Comments/questions on DerivativeStructure

Serrof · June 3, 2022, 9:48am

Dear Hipparchus community,

I am fond of high-order, multivariate automatic differentiation and first of all, I would like to thank the developers for providing an open-source implementation of it in Java via the DerivativeStructure class, even though the lack of operator overload in this language makes its use more tedious. Actually, the real achievement was to systematically code methods in Orekit both with doubles and DerivativeStructures, so kudos on that as well.

Before seeing it in the Javadoc, I wasn’t aware of Dan Kalman’s paper. So I’ve read it and… my conclusion is that Hipparchus’ DerivativeStructure class is far from being a textbook implementation of it. To be honest, it’s just borrowing a few ideas. Indeed, the author basically proposes to perform ALL operations recursively, meaning that DerivativeStructure objects should hold as attributes other instances with less variables or derivatives, until things unfold down to real numbers. Even for the « add » operator. But in Hipparchus, it is implemented as a straight-forward pair-wise additions of corresponding terms, there is no recursion on substructures as the partial derivatives are handled directly. Don’t get me wrong, I’m not saying this is a bad thing: as Dan Kalman admits himself, his concept is elegant as very little code is needed, but it is certainly not the most efficient as far as computational cost is concerned. I’m just saying that maybe Hipparchus’ documentation shouldn’t claim that it implements his ideas, but only that it is merely inspired from it. In my opinion, the present DerivativeStructure class is far closer to Berz’s seminal work in the 80s-90s (please share your thoughts if you disagree), see for example:

BERZ, A. Differential algebraic description of beam dynamics to very high orders. Part. Accel., 1988, vol. 24, no SSC-152, p. 109-124.

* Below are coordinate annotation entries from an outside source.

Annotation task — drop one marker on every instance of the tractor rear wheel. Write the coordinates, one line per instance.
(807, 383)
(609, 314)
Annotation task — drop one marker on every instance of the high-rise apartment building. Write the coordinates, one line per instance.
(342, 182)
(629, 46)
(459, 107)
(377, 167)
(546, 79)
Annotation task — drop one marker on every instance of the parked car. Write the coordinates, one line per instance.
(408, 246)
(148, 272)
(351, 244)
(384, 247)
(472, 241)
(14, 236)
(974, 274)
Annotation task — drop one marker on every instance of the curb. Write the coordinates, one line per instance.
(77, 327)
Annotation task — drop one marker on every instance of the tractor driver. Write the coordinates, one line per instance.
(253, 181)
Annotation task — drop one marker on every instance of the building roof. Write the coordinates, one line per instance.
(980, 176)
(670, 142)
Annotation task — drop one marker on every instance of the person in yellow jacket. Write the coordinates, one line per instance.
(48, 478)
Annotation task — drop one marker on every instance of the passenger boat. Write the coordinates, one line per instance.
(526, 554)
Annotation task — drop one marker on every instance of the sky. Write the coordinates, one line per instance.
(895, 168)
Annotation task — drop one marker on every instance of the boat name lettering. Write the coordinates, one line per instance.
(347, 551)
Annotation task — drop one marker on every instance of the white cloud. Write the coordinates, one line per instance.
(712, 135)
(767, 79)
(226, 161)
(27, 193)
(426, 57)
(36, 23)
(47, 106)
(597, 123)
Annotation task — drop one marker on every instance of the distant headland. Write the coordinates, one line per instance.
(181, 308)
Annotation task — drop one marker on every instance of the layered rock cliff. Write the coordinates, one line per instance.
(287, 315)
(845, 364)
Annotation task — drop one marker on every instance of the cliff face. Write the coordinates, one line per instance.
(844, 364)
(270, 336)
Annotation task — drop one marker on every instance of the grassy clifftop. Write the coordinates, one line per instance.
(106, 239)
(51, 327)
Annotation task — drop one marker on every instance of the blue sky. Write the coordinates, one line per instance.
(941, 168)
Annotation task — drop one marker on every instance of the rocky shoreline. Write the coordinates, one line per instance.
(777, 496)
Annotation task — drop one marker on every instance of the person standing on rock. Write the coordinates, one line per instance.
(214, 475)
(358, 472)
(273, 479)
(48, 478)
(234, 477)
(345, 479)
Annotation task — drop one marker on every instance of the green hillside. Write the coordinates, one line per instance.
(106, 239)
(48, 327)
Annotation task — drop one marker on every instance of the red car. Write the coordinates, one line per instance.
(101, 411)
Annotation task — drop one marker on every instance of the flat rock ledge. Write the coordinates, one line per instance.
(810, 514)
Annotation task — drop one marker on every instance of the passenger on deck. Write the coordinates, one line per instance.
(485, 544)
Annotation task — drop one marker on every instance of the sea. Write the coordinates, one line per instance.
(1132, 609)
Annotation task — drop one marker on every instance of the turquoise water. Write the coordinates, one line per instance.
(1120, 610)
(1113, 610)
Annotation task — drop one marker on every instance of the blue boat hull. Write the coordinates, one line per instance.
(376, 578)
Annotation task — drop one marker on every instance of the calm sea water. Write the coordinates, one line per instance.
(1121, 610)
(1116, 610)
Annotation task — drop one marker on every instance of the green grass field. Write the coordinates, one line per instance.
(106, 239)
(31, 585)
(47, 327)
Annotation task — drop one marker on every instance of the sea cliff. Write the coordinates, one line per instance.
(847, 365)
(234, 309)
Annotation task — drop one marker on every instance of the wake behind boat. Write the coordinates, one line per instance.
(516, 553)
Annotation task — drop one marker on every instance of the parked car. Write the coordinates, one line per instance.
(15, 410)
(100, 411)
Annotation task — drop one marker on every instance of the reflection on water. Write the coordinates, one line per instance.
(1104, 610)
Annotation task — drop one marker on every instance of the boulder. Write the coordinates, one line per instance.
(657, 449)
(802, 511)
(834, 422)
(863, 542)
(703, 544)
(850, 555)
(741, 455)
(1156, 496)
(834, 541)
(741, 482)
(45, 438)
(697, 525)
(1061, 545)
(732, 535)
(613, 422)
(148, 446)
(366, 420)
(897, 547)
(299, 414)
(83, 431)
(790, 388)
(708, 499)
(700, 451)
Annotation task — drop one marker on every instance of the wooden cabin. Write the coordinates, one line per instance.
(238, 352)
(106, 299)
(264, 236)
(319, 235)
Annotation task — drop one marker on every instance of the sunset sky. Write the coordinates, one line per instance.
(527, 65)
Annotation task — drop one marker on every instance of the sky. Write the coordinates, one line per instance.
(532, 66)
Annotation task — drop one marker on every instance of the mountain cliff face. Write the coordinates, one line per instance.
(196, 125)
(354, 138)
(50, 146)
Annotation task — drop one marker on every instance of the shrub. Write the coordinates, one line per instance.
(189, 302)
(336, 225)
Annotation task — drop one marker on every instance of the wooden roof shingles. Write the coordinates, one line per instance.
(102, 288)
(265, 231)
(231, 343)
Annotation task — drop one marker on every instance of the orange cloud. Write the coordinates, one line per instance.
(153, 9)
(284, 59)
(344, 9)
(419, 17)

Now, to my second point. It is my understanding that the « compose » function in DSCompiler only allows to combine derivatives up to order N from a univariate function with the derivatives of an arbitrary multivariate function up to order N. Is that correct ? If so, I must say that it is not very clear from the Javadoc and I would suggest reformulating. By the way, the use of that method in Hipparchus for the intrinsic functions (e.g. exp) is again far from what Dan Kalman proposes on the subject in his paper (and which might be his best contribution)!
Anyhow, the fact is that sets of partial derivatives can be combined as long as they have the same maximum order and that the number of variables of the left hand side equals the number of functions on the right hand side. What I’m saying is that for example f(g,h) makes sense as long as f is bivariate and g and h map the same number of variables to R. But I don’t see in Hipparchus how to do that with DerivativeStructures. As a matter of fact, this is a necessary feature to perform Taylor map inversion (as requested in Issue #190). It implies manipulating different DSCompiler at the same time. It is not trivial yet not too tricky I believe and it would be very appreciable to have that in Hipparchus!

Cheers,
Romain.

luc · June 3, 2022, 2:30pm

I strongly agree to this. This is a major drawback of the Java language in my humble opinion.
Years ago, I tried to alleviate it when I create the Nabla project at the Apache Software Foundation. It never reached production state.

DerivativeStructure operations are based on iterations, but the tables driving these iterations are set up using the recursive methods from Dan Kalman’s paper. The recursions are computed once for each parameters/order pair in DSCompiler.

Yes, this is correct. The order of derivations must be consistent throughout the application of the derivation chain rule. And here again, the implementation using loops is just an optimization of the recursive rules from the paper.

It will be verified at run time, when the f function (which may either by user-defined or provided by Hipparchus) performs operations on g and h, for example if it calls g.add(h). The add method, as well as other combination methods calls the checkCompatibility method from DSFactory that bails if number of parameters or order do not match. There are no enforcement at compile time, so a user wishing to implement a two arguments functions (like myAdd(g, h)) would simply write

T myAdd(T g, T h)) {
    return g.add(h);
}

Here T could be any CalculusFieldElement, not only DerivativeStructure. When called with a field that is a DerivativeStructure, the partial derivatives will be computed, but this code doesn’t need to know it. The same code works for derivation to order 1, 3 or 25 if you want, and it would also work with something that has nothing to do with derivatives.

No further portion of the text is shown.